Theatre33
- Interactive map of Theatre33
- Address: 13243 NE 20th Street, Bellevue, Washington 98005
- Location: Bellevue, Washington, U.S.
- Coordinates: 47°37′47″N 122°09′34″W﻿ / ﻿47.6298°N 122.1595°W
- Owner: Theatre33
- Operator: Theatre33
- Capacity: 35
- Type: Community theatre (black-box)
- Event: Theatre

Construction
- Opened: 2013

Website
- theatre33wa.org

= Theatre33 =

Theatre33 is a bilingual non-profit community theater located in Bellevue, Washington.

==History==
Theatre33 was founded in 2013 by Marianna Chebotaryova to present stage productions in Russian and English.

After informal living-room performances and rented-space appearances in 2013, Theatre33 leased a 35-seat black-box venue in Bellevue in 2016, establishing a regular performance schedule. It expanded its programming in 2017 and 2018, and in 2019 announced its first full season of plays for children, youth, and adults. Performances were disrupted in 2020 due to the COVID-19 pandemic, which led to a shift toward virtual programming.

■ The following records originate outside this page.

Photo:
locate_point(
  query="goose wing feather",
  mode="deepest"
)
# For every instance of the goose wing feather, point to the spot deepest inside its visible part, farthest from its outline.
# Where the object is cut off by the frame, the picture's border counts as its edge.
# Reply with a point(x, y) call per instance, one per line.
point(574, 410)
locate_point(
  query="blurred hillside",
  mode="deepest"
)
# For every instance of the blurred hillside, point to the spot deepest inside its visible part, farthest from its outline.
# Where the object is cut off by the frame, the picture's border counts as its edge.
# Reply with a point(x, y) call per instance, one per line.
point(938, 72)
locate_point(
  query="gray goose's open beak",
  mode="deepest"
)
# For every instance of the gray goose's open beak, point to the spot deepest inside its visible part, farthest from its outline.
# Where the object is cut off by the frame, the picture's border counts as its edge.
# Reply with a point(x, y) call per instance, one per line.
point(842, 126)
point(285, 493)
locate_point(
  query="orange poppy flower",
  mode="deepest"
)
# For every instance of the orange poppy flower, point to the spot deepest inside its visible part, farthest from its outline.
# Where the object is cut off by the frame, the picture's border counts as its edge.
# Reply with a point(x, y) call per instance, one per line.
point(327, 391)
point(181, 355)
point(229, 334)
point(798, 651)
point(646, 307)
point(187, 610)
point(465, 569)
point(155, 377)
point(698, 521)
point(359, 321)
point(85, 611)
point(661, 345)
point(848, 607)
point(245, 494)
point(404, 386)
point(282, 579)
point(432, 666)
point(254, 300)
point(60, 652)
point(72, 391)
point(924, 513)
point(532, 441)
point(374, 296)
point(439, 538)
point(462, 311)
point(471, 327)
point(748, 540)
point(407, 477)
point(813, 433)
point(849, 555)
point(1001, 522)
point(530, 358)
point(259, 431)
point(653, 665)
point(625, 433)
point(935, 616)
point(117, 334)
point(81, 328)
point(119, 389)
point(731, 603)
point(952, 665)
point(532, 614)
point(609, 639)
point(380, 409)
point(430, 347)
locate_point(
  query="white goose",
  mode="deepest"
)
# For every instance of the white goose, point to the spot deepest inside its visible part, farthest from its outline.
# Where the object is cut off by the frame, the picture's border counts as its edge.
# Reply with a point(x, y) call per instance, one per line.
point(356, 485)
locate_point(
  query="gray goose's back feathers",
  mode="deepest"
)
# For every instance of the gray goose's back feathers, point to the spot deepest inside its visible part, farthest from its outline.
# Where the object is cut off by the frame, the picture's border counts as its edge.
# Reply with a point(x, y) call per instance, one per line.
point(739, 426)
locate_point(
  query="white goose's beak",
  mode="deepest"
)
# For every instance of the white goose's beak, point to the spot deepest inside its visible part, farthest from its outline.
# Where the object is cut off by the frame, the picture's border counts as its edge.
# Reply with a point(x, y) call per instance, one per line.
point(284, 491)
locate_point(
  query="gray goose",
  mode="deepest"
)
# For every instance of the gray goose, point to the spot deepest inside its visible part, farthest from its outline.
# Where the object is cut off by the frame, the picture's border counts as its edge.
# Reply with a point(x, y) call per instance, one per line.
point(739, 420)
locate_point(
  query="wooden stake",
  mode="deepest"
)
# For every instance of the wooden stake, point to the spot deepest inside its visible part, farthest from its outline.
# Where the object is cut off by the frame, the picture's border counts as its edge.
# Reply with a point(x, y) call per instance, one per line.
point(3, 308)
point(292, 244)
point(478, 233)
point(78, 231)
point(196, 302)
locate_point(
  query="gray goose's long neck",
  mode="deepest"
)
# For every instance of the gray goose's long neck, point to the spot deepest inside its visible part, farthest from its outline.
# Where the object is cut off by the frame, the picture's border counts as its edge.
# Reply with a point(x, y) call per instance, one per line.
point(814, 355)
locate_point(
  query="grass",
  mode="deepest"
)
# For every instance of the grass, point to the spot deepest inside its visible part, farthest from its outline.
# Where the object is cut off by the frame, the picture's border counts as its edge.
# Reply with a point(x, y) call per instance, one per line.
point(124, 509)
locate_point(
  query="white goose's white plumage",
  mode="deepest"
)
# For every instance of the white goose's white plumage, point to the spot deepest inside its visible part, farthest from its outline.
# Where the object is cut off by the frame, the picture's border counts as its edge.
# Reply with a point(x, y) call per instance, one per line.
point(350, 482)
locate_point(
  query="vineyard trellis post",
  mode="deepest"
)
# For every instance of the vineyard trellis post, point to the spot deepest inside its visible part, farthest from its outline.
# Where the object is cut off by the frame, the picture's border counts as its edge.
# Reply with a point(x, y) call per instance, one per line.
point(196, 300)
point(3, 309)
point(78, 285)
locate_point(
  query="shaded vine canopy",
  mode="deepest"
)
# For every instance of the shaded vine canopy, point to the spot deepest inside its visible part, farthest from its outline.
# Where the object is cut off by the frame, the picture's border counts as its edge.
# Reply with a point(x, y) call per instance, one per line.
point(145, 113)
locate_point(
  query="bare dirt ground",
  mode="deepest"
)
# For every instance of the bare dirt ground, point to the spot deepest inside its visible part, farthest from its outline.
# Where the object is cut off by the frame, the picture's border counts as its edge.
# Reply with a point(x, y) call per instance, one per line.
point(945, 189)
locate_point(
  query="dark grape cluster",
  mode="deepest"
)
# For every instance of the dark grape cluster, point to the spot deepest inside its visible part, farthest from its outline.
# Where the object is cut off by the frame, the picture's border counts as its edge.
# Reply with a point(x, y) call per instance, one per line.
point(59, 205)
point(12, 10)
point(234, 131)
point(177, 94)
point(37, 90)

In 2022, Theatre33 moved to a newly constructed venue in Bellevue's BelRed Arts District with increased capacity and performance spaces. The new facility opened in October 2023.

==Production==
Theatre33 produces a wide range of productions each year, spanning children's shows, youth theatre, and plays for adult general audiences.

In January 2020, Theatre33 debuted Animal Tales, an English-language collection of eleven short plays by Don Nigro that retells human history through animal characters. In addition to original youth pieces, such as Dennis E. Noble's one-act A Game performed by teens, Theatre33 also stages classic and contemporary works for adults. In late 2022, it mounted its first all-English mainstage plays, including Oscar Wilde's The Importance of Being Earnest and David Ives' modern comedy Venus in Fur, while continuing to offer Russian-language plays with supertitles for bilingual audiences.